Saat Zendaya Membeku di Lokasi Syuting The Odyssey

Awan kelabu menggantung rendah di langit ketika Zendaya melangkah keluar dari mobil trailer-nya. Angin yang menusuk langsung menyambutnya, membawa butiran air yang terasa seperti jarum-jarum es di kul...

Jul 12, 2026 - 10:54
0 0
Saat Zendaya Membeku di Lokasi Syuting The Odyssey

Awan kelabu menggantung rendah di langit ketika Zendaya melangkah keluar dari mobil trailer-nya. Angin yang menusuk langsung menyambutnya, membawa butiran air yang terasa seperti jarum-jarum es di kulit. Ia merapatkan jaket tebal yang sudah dikenakannya, namun udara dingin seolah menembus setiap lapisan kain. Itulah hari pertama syuting The Odyssey—sebuah proyek yang sudah lama ia impikan—tetapi yang terjadi justru kekacauan yang tak akan pernah ia lupakan.

Bukan Keheningan yang Direncanakan

Di sudut lokasi syuting yang disulap menjadi pantai berbatu, Zendaya berdiri mematung. Skenario hari itu menuntutnya untuk menyampaikan dialog pembuka yang kuat, dialog yang akan menjadi fondasi emosional seluruh film. Namun saat sutradara memberikan aba-aba, hanya keheningan yang keluar dari bibirnya. Bukan karena gugup atau lupa naskah. Bukan pula karena persiapan yang kurang. Tubuhnya benar-benar membeku.

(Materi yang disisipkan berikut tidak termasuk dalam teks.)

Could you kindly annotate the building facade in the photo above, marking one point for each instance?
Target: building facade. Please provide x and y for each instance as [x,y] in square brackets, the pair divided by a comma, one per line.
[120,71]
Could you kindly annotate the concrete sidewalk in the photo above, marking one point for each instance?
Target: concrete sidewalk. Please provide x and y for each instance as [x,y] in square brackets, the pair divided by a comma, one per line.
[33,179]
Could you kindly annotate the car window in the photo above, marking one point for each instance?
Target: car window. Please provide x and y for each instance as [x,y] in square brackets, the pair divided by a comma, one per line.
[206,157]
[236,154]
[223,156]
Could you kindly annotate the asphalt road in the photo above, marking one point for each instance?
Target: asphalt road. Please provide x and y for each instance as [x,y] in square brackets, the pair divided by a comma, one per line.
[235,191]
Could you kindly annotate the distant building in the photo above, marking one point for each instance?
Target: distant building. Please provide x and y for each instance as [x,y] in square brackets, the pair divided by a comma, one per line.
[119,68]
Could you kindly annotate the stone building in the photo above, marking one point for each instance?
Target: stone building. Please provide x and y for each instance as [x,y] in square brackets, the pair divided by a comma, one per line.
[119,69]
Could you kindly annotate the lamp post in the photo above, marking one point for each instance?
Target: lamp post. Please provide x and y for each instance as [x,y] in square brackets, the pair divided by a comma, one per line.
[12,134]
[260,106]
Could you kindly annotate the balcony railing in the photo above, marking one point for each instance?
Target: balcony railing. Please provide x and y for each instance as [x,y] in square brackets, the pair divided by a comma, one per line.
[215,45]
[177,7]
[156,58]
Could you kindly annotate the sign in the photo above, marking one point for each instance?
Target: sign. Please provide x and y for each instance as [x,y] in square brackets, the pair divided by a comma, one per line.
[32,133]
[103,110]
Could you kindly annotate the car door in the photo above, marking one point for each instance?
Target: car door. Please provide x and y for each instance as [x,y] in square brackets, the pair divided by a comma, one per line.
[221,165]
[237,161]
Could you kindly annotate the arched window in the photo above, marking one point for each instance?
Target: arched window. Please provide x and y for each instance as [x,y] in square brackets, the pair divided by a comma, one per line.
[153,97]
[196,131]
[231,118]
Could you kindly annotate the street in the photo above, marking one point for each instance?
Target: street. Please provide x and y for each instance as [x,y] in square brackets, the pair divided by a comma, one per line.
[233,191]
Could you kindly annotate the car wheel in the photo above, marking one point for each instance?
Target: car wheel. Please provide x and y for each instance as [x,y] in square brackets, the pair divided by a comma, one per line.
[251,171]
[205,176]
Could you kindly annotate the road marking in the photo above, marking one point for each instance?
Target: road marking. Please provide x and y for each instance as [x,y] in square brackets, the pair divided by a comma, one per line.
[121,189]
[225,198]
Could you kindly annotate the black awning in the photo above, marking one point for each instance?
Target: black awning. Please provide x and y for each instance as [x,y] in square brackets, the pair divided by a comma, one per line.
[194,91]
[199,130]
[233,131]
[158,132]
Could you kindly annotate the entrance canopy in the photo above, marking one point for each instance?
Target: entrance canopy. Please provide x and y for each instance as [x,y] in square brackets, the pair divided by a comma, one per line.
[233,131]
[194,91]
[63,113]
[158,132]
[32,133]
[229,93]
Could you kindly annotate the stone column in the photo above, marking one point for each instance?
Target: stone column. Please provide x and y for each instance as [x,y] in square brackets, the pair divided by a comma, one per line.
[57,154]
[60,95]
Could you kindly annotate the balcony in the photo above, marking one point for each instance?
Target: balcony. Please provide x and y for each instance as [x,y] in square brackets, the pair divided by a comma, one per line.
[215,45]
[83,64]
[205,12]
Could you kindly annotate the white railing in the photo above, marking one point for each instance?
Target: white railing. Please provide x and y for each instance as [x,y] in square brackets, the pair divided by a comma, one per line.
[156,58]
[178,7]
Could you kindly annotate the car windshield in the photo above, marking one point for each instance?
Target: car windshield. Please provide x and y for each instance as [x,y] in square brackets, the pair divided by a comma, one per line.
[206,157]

Semua mata menatapnya. Kru yang biasanya sibuk dengan kamera dan lampu tiba-tiba berhenti. Seorang asisten mendekat, membawa selimut tebal, sementara penata rias buru-buru menuangkan teh hangat dari termos kecil. "Zendaya, tidak apa-apa," bisik seseorang, tapi aktris peraih Emmy itu hanya bisa menggeleng pelan, matanya berkaca-kaca. Ia mencoba membuka mulut, tetapi rahangnya terkunci oleh dingin yang menggigit.

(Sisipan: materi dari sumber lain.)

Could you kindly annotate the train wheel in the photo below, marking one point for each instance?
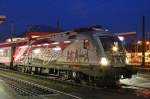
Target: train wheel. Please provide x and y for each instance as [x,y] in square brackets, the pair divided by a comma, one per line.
[76,77]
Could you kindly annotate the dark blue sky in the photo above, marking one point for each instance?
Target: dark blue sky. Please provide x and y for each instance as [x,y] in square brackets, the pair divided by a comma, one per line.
[116,15]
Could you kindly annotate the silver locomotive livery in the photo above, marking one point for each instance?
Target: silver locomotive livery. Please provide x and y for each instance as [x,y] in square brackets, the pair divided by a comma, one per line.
[86,54]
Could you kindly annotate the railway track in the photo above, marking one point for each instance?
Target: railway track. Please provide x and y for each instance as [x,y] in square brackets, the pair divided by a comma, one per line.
[65,81]
[26,88]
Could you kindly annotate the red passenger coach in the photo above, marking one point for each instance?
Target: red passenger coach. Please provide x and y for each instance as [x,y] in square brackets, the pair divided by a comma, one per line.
[5,53]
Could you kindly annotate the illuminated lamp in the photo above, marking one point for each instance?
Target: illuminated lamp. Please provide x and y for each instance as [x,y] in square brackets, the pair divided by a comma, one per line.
[121,38]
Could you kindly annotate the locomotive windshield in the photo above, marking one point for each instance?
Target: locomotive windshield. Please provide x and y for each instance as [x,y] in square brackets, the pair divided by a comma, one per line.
[110,43]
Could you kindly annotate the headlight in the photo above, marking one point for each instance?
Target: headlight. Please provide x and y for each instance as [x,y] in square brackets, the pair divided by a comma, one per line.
[127,61]
[115,48]
[104,61]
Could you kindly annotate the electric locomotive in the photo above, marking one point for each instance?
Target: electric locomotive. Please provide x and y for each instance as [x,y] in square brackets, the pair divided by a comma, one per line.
[86,54]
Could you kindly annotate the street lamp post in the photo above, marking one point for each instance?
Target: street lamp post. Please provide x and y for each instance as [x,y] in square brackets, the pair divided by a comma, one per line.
[143,41]
[12,45]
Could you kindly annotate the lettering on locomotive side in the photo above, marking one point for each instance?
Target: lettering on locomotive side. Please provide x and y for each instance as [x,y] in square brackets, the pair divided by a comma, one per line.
[77,55]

Melawan Dingin yang Menggigit

Lokasi syuting hari itu memang sengaja dipilih untuk menangkap suasana dramatis: tebing terjal yang berhadapan langsung dengan laut lepas, angin kencang, dan suhu yang jauh di bawah perkiraan. Tim produksi sudah menyiapkan penghangat portabel, tetapi cuaca ekstrem tetap saja mengalahkan teknologi. Zendaya, yang dikenal sebagai aktris yang selalu total, menolak menggunakan trik pemanas tersembunyi di balik kostum karena khawatir akan mengganggu penampilannya. "Saya kira saya bisa menahannya," katanya kemudian, "tapi tubuh saya berkata lain. Ini seperti mencoba berakting di dalam freezer raksasa."

Keputusan itu membuatnya hampir lumpuh total. Tangannya gemetar, bibirnya membiru, dan setiap kata yang terucap terdengar seperti gumaman yang tak jelas. Seorang rekan mainnya, yang menyaksikan seluruh kejadian, berbisik: "Kami semua melihat Zendaya benar-benar berjuang. Ini bukan akting lagi—ini pertarungan melawan alam."

Momen yang Menyatukan

Keheningan yang canggung berubah menjadi momen solidaritas saat para kru dan pemain lain berusaha membantu. Seorang teknisi suara melepas jaketnya dan menyelimutkannya di bahu Zendaya. Seorang penata artistik berlari ke mobilnya untuk mengambil hand warmer yang tersisa. Bahkan sang sutradara ikut duduk di sampingnya, menggosok-gosok punggung tangannya sambil bercerita tentang pengalaman pribadinya syuting di musim dingin yang brutal. "Tidak ada yang marah, tidak ada yang kesal," kenang Zendaya dalam sebuah sesi tanya jawab. "Mereka malah membuat saya menangis—bukan karena frustrasi, tapi karena saya merasa dijaga. Di tengah kekacauan itu, saya sadar kami lebih dari sekadar tim produksi; kami adalah manusia yang saling mendukung."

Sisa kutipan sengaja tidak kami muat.